Let $x=\tan t$, thus the inequality becomes: $$\frac{1}{x^2} \leq \frac{1}{\arctan^2 x} \leq 1+\frac{1}{x^2} =\frac{x^2+1}{x^2}$$ with $x\in ]0,\infty[$; therefore, taking the reciprocals, it suffices to prove: $$\frac{x^2}{x^2+1} \leq \arctan^2 x \leq x^2\; .$$ The rightmost inequality is trivial, for we know that $\arctan x\leq x$ when $x\geq 0$, hence we have to work on the leftmost inequality.
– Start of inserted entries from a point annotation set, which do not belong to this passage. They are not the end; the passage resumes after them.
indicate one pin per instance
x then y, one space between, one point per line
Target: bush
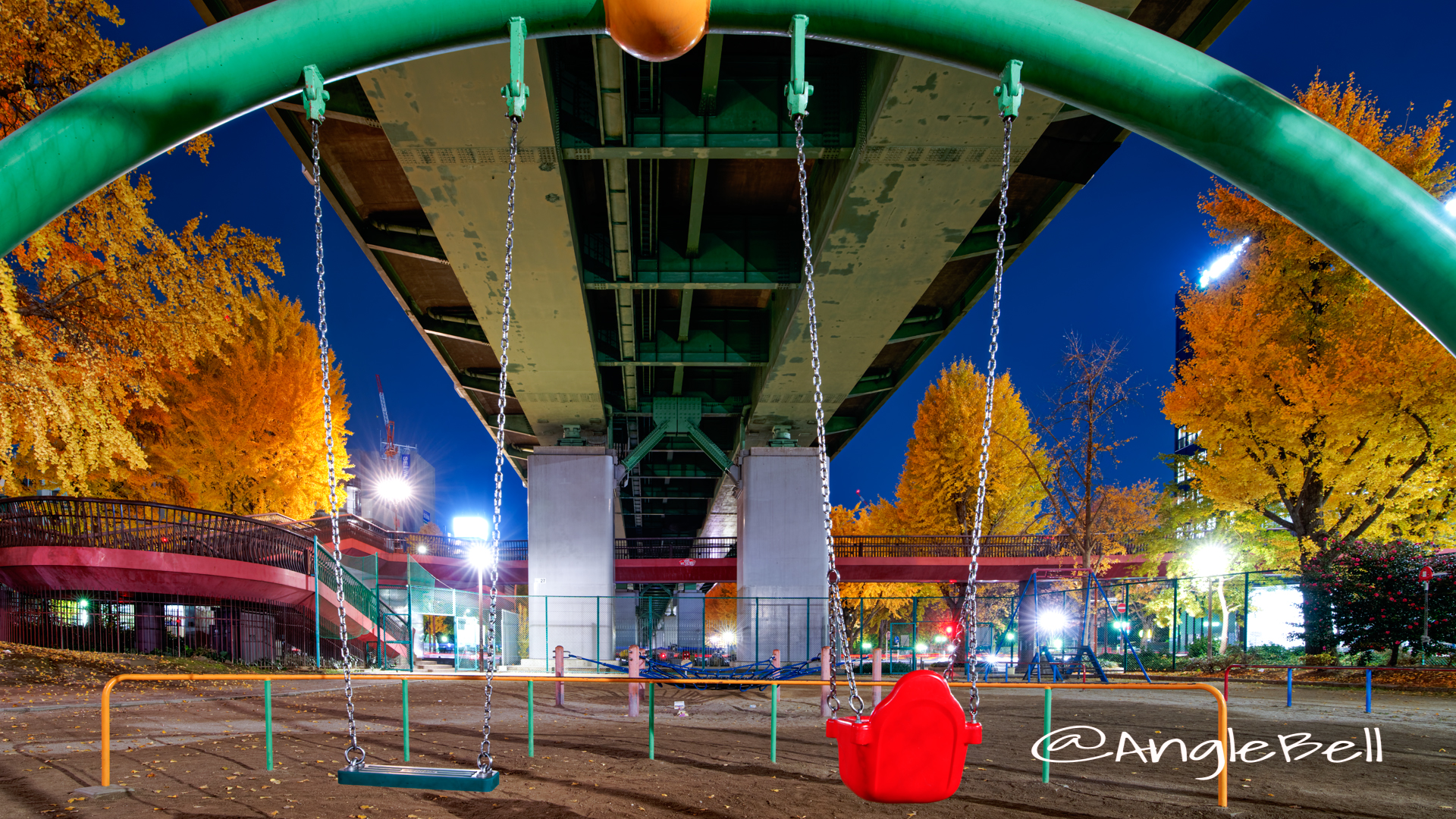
1273 654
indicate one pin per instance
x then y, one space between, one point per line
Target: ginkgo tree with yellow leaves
937 491
1323 406
243 430
938 484
134 360
99 302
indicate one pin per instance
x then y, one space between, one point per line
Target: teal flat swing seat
411 777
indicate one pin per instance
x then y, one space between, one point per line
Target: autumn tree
243 428
937 493
1079 433
102 302
938 485
1326 409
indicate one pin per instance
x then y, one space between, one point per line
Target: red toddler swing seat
913 745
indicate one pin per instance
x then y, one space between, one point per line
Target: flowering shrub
1376 596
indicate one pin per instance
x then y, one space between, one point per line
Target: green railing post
1245 632
651 722
774 723
268 722
1172 629
1046 729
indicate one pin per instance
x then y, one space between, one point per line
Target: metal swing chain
484 761
839 635
970 607
328 439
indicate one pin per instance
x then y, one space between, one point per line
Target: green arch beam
1343 194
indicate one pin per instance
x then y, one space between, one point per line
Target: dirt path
206 757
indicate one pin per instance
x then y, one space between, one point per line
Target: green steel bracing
1321 180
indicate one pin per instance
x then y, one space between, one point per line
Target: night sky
1106 268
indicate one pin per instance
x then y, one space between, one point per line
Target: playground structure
1183 99
174 580
1222 723
1078 63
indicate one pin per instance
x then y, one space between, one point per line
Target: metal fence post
774 723
651 722
634 670
1172 629
1046 729
808 626
560 662
318 651
268 722
877 673
826 673
1248 604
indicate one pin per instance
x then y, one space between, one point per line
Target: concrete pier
783 561
571 569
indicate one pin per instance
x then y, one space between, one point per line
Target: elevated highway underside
657 232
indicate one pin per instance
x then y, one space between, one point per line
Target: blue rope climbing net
753 676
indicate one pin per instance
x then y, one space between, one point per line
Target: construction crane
391 449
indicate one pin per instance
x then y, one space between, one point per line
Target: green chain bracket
516 91
1008 93
313 93
799 89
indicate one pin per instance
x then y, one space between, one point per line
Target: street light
481 557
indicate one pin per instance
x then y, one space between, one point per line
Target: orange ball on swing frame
657 31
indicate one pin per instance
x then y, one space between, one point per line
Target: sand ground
200 754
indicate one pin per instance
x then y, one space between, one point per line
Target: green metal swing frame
1324 181
1329 184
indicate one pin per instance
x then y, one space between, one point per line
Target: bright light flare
471 526
1210 560
1222 264
394 488
481 556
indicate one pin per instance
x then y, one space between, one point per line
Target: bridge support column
1025 629
783 566
570 558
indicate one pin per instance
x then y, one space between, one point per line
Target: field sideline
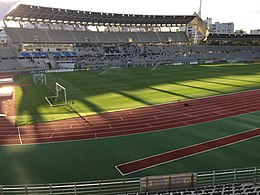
118 89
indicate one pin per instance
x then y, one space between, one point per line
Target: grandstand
49 39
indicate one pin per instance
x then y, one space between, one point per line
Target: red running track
174 155
141 120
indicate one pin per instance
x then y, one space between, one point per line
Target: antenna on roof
199 13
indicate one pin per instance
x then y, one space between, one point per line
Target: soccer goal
39 79
60 98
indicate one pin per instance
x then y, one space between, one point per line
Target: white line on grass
19 135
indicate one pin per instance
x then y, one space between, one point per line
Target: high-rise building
255 32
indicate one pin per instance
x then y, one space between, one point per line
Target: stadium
107 103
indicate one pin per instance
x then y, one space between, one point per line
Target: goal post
39 79
60 97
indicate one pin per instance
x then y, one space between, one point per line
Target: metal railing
126 186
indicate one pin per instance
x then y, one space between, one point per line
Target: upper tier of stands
25 35
48 14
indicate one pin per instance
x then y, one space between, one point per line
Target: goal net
39 79
60 97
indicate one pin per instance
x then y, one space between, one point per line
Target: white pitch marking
19 135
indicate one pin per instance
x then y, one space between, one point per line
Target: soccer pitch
91 92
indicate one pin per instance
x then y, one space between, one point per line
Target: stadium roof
40 14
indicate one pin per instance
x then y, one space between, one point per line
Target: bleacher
23 35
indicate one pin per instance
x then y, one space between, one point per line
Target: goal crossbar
60 98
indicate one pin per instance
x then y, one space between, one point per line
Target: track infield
142 164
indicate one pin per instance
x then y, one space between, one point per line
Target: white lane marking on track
19 135
149 125
11 133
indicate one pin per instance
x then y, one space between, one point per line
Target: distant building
3 38
255 32
220 28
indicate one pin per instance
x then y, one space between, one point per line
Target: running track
132 121
156 160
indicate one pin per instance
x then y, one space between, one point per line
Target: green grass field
96 92
117 89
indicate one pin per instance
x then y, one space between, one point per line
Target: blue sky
245 14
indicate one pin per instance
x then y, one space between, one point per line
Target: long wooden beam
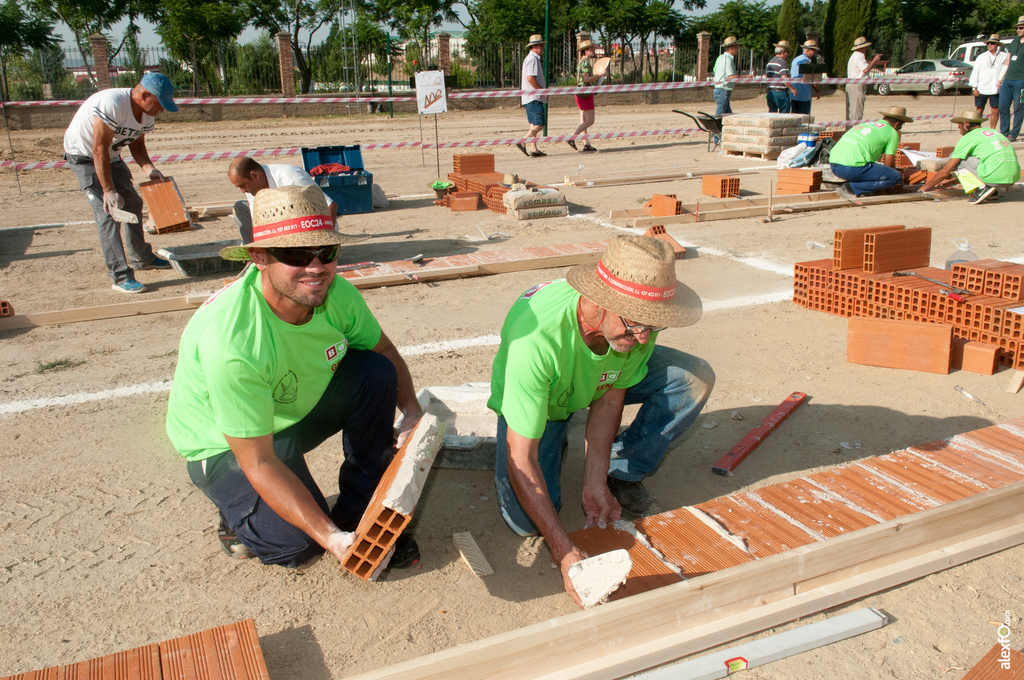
638 632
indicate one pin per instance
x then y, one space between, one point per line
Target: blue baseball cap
160 86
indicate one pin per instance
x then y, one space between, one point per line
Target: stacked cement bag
534 203
765 134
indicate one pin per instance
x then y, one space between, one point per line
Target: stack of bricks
720 186
798 180
472 164
845 286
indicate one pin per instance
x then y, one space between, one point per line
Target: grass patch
58 365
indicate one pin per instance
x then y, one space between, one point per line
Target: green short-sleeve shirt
997 162
245 373
865 143
544 371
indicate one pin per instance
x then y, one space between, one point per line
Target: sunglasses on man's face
639 329
301 257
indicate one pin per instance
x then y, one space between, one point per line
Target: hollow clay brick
896 344
848 248
904 249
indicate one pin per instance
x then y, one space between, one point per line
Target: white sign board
430 96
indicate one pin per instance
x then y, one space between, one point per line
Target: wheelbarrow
707 123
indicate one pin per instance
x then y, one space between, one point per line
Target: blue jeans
722 96
359 400
867 178
1010 93
778 101
676 388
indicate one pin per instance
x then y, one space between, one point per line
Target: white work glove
339 542
113 200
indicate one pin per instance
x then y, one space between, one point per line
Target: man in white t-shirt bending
104 124
251 177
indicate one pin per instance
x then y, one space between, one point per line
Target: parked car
926 69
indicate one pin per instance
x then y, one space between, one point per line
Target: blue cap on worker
160 86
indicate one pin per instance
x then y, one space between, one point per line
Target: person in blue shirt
800 102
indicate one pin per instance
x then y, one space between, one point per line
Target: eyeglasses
640 329
301 257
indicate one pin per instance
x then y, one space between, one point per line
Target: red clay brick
896 344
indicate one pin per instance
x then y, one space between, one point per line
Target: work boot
636 500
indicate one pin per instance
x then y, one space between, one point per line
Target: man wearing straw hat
1011 83
532 80
588 341
983 76
585 102
858 67
777 67
269 368
855 157
725 70
982 153
800 100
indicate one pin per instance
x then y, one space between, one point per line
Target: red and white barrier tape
219 156
637 87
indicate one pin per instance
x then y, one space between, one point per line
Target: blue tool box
351 190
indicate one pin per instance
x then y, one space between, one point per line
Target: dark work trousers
119 254
359 401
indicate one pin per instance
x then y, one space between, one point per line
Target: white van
969 51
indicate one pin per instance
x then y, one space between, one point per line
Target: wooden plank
899 344
652 628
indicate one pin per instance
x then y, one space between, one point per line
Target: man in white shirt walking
857 67
532 79
105 123
984 77
251 177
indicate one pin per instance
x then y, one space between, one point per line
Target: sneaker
981 195
632 496
158 263
229 542
129 286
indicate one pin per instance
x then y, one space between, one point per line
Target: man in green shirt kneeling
271 366
984 153
588 341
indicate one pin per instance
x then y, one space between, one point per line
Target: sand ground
107 545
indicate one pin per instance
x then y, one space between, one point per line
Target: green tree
194 29
19 32
790 22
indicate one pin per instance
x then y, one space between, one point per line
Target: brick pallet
984 320
719 186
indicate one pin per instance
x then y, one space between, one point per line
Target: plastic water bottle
962 254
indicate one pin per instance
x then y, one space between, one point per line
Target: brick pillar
444 52
97 41
910 53
704 54
285 64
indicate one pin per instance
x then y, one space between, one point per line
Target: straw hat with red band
636 279
289 217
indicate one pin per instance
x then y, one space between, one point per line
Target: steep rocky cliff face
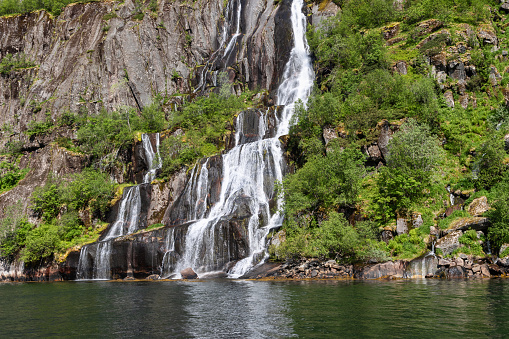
105 55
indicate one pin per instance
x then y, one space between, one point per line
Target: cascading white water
127 220
226 45
251 169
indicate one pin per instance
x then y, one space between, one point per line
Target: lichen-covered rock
469 223
390 31
478 206
188 273
450 242
426 27
449 99
487 35
400 67
401 226
390 269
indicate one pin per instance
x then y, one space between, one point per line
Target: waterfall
250 171
127 220
226 45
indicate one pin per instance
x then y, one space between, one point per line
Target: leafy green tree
498 233
413 155
489 166
325 182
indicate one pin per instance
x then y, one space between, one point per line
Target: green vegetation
25 6
360 94
205 123
10 175
471 244
59 203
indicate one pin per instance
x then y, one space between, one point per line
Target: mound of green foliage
59 203
432 146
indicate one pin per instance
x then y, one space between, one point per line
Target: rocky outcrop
450 242
42 162
478 206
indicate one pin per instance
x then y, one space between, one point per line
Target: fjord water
257 309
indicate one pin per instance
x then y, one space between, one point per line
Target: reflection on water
254 309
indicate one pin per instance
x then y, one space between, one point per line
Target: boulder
401 226
387 236
449 99
504 262
478 206
374 153
470 223
426 27
188 273
504 7
417 220
494 77
450 242
464 101
485 270
394 269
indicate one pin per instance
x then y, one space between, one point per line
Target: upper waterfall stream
127 220
250 171
226 232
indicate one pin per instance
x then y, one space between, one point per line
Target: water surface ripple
256 309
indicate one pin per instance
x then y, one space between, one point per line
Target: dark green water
255 309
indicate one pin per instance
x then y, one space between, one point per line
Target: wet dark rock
450 242
188 273
469 223
395 269
456 272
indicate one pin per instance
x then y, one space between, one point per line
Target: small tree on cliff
413 155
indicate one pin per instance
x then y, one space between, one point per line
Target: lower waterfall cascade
127 220
250 171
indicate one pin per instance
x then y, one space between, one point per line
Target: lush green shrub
324 182
40 243
10 175
14 229
414 151
498 233
205 122
489 166
406 246
47 200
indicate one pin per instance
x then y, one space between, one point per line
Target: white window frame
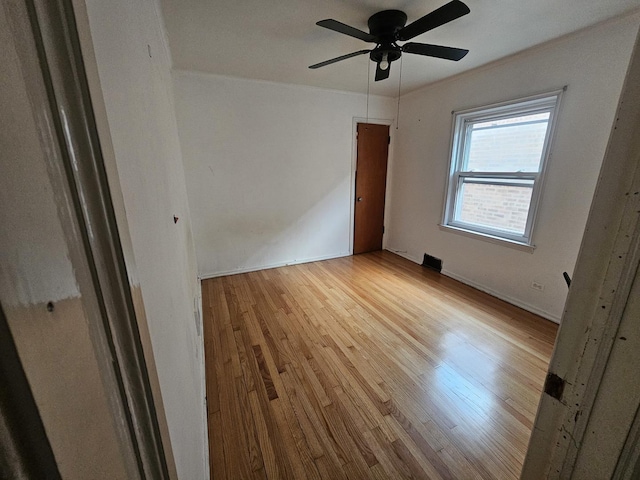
462 121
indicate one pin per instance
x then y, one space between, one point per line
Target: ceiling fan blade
346 30
382 74
337 59
448 53
446 13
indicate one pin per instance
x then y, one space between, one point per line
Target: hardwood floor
368 367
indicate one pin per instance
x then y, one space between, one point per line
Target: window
498 156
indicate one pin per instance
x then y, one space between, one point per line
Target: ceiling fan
386 28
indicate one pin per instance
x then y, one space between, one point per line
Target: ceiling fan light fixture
384 63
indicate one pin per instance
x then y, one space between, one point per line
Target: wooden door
371 181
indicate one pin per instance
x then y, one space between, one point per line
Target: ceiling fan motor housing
384 26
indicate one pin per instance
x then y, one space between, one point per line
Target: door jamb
354 163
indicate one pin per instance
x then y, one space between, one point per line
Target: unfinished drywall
46 292
133 65
268 168
592 63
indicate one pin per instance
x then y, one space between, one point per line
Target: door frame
584 355
354 163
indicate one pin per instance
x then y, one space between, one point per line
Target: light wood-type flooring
368 367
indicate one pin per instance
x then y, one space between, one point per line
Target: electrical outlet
537 286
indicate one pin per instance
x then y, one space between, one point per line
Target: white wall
133 65
268 169
593 64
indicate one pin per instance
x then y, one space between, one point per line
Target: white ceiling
276 40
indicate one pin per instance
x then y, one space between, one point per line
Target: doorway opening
372 153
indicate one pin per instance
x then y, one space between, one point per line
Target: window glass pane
503 205
507 145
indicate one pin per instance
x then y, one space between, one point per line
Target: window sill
489 238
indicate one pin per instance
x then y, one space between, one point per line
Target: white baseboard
257 268
403 254
501 296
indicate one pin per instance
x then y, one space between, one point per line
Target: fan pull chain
368 83
399 85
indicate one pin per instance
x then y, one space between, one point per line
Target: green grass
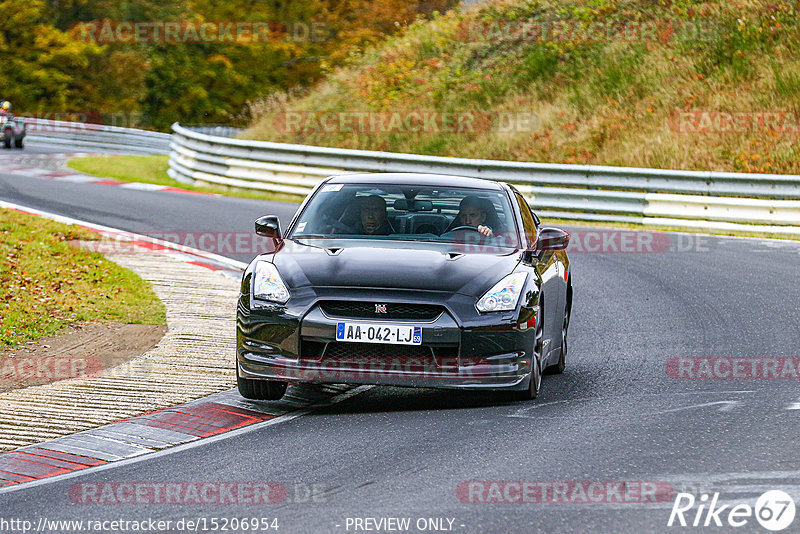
48 283
153 170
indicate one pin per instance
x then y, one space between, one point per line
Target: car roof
412 178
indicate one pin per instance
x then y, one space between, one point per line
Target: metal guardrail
97 136
708 200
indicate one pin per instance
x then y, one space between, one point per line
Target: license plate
379 333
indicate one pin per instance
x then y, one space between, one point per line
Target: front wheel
260 389
536 364
558 368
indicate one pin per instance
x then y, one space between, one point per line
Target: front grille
367 310
362 351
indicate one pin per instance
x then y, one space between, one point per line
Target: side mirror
268 226
552 239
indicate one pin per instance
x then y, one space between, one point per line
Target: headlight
504 295
268 285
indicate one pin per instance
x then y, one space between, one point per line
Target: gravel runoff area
193 359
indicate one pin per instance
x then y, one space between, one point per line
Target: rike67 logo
774 510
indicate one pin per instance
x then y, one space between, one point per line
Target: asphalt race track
617 414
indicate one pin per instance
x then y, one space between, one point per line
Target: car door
546 263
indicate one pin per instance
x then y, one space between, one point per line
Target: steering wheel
338 225
467 228
457 228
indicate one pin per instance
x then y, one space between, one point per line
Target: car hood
392 265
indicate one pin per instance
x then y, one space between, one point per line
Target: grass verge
48 283
153 170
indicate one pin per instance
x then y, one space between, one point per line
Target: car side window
528 220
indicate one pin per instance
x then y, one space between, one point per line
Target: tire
260 389
535 385
558 368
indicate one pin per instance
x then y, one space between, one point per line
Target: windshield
408 213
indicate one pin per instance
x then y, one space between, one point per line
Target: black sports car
406 280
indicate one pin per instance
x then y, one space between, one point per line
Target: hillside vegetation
680 84
119 63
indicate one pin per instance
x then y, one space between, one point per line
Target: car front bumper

Now, taking the squares the inequality to prove becomes: $$\frac{x}{\sqrt{1+x^2}} \leq \arctan x \; ,$$ or, equivalently: $$\tag{1} \arctan x -\frac{x}{\sqrt{1+x^2}} \geq 0\; .$$ Let, for sake of simplicity, $f(x):=\arctan x-\frac{x}{\sqrt{1+x^2}}$: since $f(0)=0$, we can prove inequality (1) by showing that $f$ increases in $[0,\infty[$. In order to do this, we evaluate the derivative of $f$: $$f^\prime (x) = \frac{1}{1+x^2} -\frac{1}{(1+x^2)\sqrt{1+x^2}}=\frac{\sqrt{1+x^2} -1}{(1+x^2)\sqrt{1+x^2}}$$ and we see at once that $f^\prime (x)\geq 0$ when $x\geq 0$ (because $\sqrt{1+x^2}\geq 1$) thus $f$ increases strictly in $[0,\infty[$ and $f(x)\geq f(0)$, which is (1).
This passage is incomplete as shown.